Devil on the Cross
First published in Gikuyu in 1980, Devil on the Cross is a powerful fictional critique of capitalism. It tells the tragic story of Wariinga, a young woman who moves from a rural Kenyan town to the capital, Nairobi, only to be exploited by her boss and later by a corrupt businessman. As she struggles to survive, Wariinga begins to realize that her problems are only symptoms of a larger societal malaise and that much of the misfortune stems from the Western, capitalist influences on her country. An impassioned cry for a Kenya free of dictatorship and for African writers to work in their own local dialects, Devil on the Cross has had a profound influence on Africa and on post-colonial African literature. The novel was written secretly in prison on the only available material — lavatory paper. It was discovered when almost complete but unexpectedly returned to him on his release. Such was the demand for the original Gikuyu edition that it reprinted on publication.
REVIEWS
“One of our century’s great novels.”
—Tribune (UK)
“Striking.”
—The Guardian
“Bold and disquieting and, like most great novels, wonderfully immersive. So immersive, in fact, that I dreamed about it.
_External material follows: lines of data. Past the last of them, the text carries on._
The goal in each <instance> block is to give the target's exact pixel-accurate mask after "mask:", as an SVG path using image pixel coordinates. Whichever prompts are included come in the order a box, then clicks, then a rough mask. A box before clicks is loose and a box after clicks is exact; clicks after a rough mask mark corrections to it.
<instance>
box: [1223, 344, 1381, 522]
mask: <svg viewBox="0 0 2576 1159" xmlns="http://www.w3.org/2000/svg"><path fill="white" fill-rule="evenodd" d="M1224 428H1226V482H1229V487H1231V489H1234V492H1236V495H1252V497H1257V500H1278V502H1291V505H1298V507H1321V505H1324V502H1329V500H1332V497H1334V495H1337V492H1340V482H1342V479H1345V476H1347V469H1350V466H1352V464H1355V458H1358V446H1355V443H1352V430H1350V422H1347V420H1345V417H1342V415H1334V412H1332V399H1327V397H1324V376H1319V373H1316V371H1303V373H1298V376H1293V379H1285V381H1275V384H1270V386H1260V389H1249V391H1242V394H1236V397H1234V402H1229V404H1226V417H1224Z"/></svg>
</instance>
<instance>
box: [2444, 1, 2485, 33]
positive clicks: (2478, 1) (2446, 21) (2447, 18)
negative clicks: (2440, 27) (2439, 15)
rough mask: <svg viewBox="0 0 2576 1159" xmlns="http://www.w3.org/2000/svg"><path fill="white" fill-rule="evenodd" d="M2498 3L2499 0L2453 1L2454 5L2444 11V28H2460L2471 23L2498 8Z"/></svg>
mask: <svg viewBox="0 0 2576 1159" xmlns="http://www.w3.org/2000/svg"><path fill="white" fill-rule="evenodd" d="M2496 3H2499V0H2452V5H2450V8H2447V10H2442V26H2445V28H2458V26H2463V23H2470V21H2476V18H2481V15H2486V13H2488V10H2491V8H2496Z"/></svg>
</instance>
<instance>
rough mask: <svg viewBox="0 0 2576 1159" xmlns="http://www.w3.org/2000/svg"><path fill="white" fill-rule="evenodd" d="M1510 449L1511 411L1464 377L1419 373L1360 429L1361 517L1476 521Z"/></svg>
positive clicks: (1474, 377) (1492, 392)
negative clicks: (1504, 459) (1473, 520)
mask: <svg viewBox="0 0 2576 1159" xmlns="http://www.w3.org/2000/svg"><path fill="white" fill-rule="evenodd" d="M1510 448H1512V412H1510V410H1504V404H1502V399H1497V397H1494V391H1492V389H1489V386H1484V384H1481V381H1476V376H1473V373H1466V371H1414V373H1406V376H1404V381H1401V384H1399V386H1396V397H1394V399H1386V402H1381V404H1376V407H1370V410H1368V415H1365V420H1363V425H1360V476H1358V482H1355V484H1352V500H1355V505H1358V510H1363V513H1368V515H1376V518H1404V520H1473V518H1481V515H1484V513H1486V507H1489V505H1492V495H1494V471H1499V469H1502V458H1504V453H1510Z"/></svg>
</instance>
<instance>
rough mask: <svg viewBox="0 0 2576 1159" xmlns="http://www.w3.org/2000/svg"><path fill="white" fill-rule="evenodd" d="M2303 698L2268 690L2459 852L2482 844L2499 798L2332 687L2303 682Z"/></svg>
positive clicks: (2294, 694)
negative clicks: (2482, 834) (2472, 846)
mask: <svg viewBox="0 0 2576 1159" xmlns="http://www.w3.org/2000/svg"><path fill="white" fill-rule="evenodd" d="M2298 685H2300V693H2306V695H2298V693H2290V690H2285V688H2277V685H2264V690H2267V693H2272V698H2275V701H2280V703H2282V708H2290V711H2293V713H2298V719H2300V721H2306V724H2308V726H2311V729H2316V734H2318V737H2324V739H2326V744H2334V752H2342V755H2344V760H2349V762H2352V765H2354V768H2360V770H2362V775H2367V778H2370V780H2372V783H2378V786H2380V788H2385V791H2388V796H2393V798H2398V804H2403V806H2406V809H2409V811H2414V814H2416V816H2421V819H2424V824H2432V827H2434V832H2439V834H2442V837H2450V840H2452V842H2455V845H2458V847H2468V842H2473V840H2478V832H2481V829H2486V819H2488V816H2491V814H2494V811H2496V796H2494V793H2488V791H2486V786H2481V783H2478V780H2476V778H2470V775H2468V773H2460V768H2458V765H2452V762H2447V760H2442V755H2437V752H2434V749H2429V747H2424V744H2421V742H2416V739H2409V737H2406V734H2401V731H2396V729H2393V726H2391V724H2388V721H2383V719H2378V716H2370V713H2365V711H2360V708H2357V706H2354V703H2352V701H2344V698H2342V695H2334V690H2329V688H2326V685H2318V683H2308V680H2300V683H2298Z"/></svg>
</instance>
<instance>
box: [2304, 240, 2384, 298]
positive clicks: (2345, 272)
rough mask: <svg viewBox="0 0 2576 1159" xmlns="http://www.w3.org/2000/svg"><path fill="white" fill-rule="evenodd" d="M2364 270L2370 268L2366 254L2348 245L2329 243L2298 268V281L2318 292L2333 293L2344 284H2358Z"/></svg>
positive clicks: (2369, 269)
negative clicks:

Devil on the Cross argues quite convincingly—so convincingly that, for a moment, I became a character in the novel, or perhaps Ngugi became the author of my life—that all of us are living within a dream. . . . This is not a well-behaved novel, the kind you might read with your book club while discussing character motivation over tea and biscuits. This is a novel that wants you to act. . . . It’s the perennial question: What is the point of literature? . . . I can’t say that Ngugi’s intention was to mount a defense of literature when he wrote this, but I can tell you what this novel did to me. He taught me that it’s time for us to build new dreams.”